THE KEY TO A SUCCESSFUL INTERVIEW
The interview is without doubt the most stressful point of the job search process for the job seeker and also the one that counts most. Your potential employer has received a pile of applications and resumes. These have been weeded through. Now it's time to put faces to the paperwork and ask probing, insightful questions to determine the perfect candidate for the prized position.

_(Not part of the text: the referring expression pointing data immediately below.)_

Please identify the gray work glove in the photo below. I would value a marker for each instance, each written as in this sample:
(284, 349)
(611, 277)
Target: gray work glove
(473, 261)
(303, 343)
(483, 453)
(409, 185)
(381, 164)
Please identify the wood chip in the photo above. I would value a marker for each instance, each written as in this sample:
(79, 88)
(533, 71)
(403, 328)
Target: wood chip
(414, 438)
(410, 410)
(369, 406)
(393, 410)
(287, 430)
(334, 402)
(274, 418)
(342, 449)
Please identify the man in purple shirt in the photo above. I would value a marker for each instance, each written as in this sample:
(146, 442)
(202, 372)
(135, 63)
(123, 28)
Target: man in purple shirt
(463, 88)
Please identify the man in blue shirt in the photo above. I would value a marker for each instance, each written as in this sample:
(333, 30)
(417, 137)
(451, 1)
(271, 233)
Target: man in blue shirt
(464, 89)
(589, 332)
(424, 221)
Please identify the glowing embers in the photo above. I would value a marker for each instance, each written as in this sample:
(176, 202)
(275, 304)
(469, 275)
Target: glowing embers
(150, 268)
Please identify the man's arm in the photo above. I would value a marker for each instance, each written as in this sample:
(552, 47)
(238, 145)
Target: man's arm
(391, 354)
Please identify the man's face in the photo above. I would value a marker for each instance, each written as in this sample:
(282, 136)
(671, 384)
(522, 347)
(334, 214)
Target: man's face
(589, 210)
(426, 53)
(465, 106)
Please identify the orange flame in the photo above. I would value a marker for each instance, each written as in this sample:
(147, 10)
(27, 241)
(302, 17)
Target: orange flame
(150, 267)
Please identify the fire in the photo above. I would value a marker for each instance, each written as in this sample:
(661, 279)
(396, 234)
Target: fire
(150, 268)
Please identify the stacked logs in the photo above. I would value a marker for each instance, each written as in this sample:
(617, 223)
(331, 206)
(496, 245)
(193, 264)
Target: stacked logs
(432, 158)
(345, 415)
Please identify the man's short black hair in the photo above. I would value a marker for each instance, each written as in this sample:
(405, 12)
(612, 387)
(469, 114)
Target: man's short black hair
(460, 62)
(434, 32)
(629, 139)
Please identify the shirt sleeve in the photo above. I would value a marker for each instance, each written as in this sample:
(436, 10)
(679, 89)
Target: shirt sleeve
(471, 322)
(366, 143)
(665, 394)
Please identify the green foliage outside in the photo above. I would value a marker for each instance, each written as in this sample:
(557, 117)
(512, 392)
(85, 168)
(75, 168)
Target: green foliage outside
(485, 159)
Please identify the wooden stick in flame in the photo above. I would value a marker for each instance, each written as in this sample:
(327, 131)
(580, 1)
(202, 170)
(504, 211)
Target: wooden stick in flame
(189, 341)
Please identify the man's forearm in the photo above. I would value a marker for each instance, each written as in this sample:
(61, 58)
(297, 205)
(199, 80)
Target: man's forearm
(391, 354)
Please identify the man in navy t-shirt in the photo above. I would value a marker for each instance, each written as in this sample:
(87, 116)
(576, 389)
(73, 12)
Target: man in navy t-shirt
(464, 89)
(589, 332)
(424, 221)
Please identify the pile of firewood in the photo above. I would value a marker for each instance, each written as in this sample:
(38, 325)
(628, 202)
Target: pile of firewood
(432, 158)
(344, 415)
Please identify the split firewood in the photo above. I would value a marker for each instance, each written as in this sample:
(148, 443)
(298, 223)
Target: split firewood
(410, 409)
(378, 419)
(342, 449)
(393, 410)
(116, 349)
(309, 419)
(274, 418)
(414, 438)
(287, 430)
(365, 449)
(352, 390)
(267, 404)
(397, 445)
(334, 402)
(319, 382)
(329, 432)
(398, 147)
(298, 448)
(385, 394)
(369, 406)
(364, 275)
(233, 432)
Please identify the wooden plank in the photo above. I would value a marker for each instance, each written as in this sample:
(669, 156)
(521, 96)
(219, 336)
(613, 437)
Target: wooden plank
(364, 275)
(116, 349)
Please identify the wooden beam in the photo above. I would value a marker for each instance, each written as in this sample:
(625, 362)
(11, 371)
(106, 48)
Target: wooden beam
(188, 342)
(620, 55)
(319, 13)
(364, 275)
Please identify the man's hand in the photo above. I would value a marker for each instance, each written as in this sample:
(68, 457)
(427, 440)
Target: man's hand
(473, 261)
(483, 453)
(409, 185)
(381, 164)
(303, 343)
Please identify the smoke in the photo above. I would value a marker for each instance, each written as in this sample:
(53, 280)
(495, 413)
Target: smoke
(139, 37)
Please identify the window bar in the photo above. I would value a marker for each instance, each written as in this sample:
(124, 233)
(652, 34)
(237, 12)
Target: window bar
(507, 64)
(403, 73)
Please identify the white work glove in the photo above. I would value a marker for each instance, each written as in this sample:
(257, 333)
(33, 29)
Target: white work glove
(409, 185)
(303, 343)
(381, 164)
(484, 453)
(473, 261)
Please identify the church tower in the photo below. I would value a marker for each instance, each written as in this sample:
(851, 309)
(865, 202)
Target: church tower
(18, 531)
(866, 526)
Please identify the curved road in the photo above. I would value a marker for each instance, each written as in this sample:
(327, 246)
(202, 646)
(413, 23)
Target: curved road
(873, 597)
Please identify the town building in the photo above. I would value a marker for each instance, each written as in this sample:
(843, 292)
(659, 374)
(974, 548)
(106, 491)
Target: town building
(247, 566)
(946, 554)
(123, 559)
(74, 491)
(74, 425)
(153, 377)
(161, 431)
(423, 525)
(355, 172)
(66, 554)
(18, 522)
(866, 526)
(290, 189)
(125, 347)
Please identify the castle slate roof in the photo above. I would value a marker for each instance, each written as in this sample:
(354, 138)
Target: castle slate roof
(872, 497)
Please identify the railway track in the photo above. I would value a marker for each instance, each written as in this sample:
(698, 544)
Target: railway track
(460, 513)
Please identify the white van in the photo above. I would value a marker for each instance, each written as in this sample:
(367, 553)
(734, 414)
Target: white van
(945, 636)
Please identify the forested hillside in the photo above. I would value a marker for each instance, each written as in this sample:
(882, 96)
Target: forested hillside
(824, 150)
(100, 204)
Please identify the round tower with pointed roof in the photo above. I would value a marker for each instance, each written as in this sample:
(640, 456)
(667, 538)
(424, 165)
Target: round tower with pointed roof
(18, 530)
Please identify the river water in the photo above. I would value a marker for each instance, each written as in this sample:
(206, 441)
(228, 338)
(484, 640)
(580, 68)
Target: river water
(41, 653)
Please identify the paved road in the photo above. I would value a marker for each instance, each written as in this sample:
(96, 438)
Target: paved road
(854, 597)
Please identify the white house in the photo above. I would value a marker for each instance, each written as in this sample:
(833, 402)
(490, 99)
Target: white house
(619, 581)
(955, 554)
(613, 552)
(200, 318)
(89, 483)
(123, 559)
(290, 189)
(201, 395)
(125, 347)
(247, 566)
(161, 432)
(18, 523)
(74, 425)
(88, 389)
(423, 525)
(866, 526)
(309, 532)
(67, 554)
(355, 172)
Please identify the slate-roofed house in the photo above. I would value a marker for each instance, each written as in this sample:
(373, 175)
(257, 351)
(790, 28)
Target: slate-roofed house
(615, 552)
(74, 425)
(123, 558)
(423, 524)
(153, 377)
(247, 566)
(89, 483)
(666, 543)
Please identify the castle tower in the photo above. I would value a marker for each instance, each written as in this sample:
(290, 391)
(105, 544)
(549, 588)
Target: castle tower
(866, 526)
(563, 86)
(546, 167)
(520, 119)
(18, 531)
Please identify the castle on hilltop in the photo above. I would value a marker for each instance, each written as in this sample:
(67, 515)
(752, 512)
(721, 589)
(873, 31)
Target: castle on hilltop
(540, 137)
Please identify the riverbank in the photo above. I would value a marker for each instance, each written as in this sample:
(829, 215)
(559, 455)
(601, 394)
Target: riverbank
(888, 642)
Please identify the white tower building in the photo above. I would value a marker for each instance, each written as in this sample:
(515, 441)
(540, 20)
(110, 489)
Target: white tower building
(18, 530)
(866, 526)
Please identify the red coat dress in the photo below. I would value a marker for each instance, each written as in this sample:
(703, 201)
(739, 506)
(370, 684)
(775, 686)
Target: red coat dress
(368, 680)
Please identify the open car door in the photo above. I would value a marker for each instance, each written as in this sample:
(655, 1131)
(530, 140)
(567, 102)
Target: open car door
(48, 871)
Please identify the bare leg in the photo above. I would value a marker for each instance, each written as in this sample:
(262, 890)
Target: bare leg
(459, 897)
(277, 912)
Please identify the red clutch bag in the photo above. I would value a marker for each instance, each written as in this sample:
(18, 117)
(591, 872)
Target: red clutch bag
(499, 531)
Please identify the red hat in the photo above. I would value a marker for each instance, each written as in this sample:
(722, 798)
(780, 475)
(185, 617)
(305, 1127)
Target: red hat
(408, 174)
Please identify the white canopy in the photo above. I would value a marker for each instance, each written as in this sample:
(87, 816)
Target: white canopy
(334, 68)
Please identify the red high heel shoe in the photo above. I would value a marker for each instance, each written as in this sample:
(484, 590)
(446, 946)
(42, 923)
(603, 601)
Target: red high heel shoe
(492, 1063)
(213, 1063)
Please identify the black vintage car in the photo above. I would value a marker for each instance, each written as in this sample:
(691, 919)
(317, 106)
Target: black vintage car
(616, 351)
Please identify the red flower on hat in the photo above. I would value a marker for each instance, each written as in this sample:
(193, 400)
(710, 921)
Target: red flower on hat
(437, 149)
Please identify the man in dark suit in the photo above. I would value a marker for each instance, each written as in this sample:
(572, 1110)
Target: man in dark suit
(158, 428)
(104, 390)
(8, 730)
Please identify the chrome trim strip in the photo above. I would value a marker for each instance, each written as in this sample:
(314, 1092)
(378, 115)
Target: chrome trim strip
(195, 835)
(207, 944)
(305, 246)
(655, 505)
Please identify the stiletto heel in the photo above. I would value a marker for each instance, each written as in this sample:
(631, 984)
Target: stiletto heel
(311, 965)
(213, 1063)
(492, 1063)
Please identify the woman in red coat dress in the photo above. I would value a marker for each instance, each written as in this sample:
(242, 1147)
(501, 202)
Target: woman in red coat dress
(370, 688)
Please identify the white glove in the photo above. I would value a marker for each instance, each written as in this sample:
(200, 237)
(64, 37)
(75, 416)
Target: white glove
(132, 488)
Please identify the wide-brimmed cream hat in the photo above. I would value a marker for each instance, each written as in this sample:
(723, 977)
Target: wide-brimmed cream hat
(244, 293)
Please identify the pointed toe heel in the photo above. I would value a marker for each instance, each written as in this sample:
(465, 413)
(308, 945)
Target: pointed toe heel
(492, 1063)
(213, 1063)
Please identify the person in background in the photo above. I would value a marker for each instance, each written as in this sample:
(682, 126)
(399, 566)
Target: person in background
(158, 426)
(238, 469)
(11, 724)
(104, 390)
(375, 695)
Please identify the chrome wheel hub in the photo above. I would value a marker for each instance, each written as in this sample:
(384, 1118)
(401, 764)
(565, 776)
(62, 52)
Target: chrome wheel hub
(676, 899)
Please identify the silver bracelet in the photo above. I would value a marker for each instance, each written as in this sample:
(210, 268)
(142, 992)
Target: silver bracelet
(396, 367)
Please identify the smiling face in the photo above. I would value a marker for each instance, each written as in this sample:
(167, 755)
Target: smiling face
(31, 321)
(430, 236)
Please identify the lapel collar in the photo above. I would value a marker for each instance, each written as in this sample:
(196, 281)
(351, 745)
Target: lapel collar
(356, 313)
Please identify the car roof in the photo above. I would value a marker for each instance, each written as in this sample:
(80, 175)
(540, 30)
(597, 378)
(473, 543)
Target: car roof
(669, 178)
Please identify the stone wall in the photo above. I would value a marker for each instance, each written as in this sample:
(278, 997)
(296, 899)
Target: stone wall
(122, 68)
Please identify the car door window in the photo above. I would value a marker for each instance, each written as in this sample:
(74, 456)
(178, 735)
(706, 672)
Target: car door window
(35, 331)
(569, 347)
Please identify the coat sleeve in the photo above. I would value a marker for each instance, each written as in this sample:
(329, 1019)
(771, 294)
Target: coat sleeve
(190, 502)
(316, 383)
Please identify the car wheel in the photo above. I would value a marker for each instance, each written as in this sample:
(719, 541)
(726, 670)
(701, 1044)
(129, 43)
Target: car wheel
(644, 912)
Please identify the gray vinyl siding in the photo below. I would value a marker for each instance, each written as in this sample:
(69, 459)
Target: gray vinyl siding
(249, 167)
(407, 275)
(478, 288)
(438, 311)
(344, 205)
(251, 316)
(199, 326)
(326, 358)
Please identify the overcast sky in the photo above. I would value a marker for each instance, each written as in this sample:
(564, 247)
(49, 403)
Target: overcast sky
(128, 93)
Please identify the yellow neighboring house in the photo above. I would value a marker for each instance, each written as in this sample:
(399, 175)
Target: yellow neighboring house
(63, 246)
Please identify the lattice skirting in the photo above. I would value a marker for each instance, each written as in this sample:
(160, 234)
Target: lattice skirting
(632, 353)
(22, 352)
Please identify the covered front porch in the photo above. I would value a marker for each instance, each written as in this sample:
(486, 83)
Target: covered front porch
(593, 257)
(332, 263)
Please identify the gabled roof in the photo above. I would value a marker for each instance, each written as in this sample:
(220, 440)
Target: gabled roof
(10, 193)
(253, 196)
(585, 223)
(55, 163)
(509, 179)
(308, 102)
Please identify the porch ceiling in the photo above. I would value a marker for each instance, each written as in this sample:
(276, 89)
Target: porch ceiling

Identify four or five of your most valuable strengths, thinking along the lines of personal qualities. These could include the ability to stay calm while other around you are panicking; commitment; willingness to work long hours; lateral thinking; team leader, team player, sense of humor. Prepare an example of how you have demonstrated each of these strengths and make sure you get an opportunity to mention them somewhere during the interview.
SHOW YOU ARE A GOOD FIT
List the requirements of the job point by point; match your experience to the appropriate requirements. Learn them. But make sure that, when the opportunity arises, they come out naturally and spontaneously — don't regurgitate them in an obviously rehearsed way.
DO YOUR RESEARCH
If you can't demonstrate some interest in how the company makes their money, they're unlikely to offer you any of it. The more you can find out about the following, the better:
- company size, form, locations and divisions;
- products and services, target market;
- culture and reputation;
- financial performance and history, including turnover, profitability and exports;
- major competitors.
If it is a small company that is unlisted on the stock exchange, you could be limited to word-of-mouth. But if it is a listed company you can research in libraries, trade references and newspapers.
REVIEW YOUR RESUME
Read your resume carefully to remind yourself of your past achievements and identify areas to highlight at the interview. You got to the interview stage because the interviewer saw something in the CV that appealed. Identify what it is. Practice answering likely questions on your past history that show the following.
- A logical progression from one position to the next.
- Positive reasons for moving rather than negative ones or fickle rationales.
- How your experience has been built by each successive employer and is now available to the new company.